Hyperscience extracts data from documents and converts them into a machine-readable format. We support Structured, Semi-structured, and Additional documents. To learn how to differentiate between the document types, see Understanding Document Types.
Structured use cases
Use Structured layouts for documents that follow a consistent, predefined format. The pages in these documents have a clear visual design with fixed fields and standardized, repetitive patterns.
Key aspects of Structured layouts
Fixed field locations - The fields are always in the same place on the document.
Standardized formats - The format of the forms is consistent across all documents.
Predictable patterns - The structure of the document remains consistent. To learn more about layout types, see Determining Layout Type.
In this article, you’ll learn how to build and evaluate your Structured models in Hyperscience for efficient document processing.
Step 1 - Sample your documents
Reviewing your documents is the first step in creating a robust, structured model.
Gather document samples: Collect examples of the document type you want to process. Include different variations if available. Learn more in the Layout Variations section of this article.
Review field data: Analyze the information in each field. Ensure the data fits the expected format and doesn’t include unusual or unsupported characters. Learn more in our Supported Characters and Default Data Types article.
Example: Check if the field “Date” follows the same format throughout your dataset.
Check for patterns and consistency: Consistent documents are crucial for your Structured model performance. Ensure all fields across the documents have the same position and format. That way, you will set the proper data type for each field when creating the Structured layout. Learn more about data types in What is a Data Type? and Choosing a Data Type.
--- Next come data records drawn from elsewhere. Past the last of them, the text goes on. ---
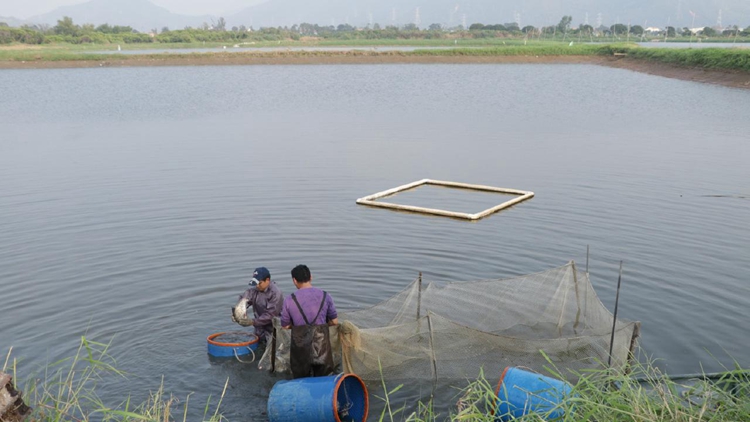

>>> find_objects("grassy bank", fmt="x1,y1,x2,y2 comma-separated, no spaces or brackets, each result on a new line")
380,356,750,422
0,338,229,422
0,39,750,72
2,338,750,422
625,48,750,72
Document quality: Remove documents that would reduce model performance (e.g., documents containing unrelated information or highly distorted, skewed, noisy, pixelated, or duplicated pages).
Edge cases: Check for documents that don’t fit your sample. Examples of edge cases are documents with unexpected formats.
Layout variations
Sometimes, your documents have small differences in their visual design. In Hyperscience, these differences are handled seamlessly by using layout variations within Structured layouts.
Layout variations
Layout variations occur when documents of the same type (such as HCFA or W-8 forms in the US) have the same key information but differ in how that information is arranged on the page.
Example
The position of fields (like names, dates, or totals) might be different from one document to another, or some fields might be missing in one document and present in another.
In the two documents below, notice how the “Home Phone” and “Cell Phone” fields remain the same, but additional fields like “Have you ever been convicted of a felony?” appear in one document and not the other.
Step 2 - Upload a blank form
To process filled documents with the same visual design through Hyperscience, you need to create a Structured layout based on a non-filled (blank) form.
Upload a blank form
Blank forms
Upload a blank form to create a Structured layout for the documents you want to process.
To upload a blank form:
Go to Library > Layouts.
Click Add Layout.
Click Structured Layout, and then click Next.
Upload a PDF, TIFF, JPG, or PNG file in one of the following ways:
Drag and drop the image file in the dialog box, or
click Choose File to upload from your machine.
If you upload a multi-page TIFF or PDF file, a single layout variation will be created from that file.
Upload additional files by clicking Add More Files. When uploading multiple JPG or PNG files, the order of the layout variations’ pages will match the order of the files shown during the upload process.
Click Next.
Enter a name for your layout in the Layout Name field.
Choose the language you expect people to use when filling out the documents from the Language drop-down menu.
Fields language
Some fields may use a different language than the rest of the document. You can set the language for each field in the Layout Editor.
Click Create.
Once the blank form is added, you need to create a Structured layout in the Layout Editor. The Layout Editor is where you define what information Hyperscience should extract from the document. Learn more in Step 3 - Create a Structured Layout section of this article.
Step 3 - Create a Structured layout
Field types
Create a layout that shows Hyperscience where to find the data you need in the Layout Editor. It helps you map fields on the form to the information you want to extract. You can extract data from the following data points:
Fields - The individual elements of a document that contain key information, such as names, dates, addresses, or amounts. For example, in an HCFA form, fields might include the “Name,” “Birthdate,” or “Address.” Hyperscience identifies and extracts data from these fields to automate document processing, making it easier to handle large volumes of documents accurately.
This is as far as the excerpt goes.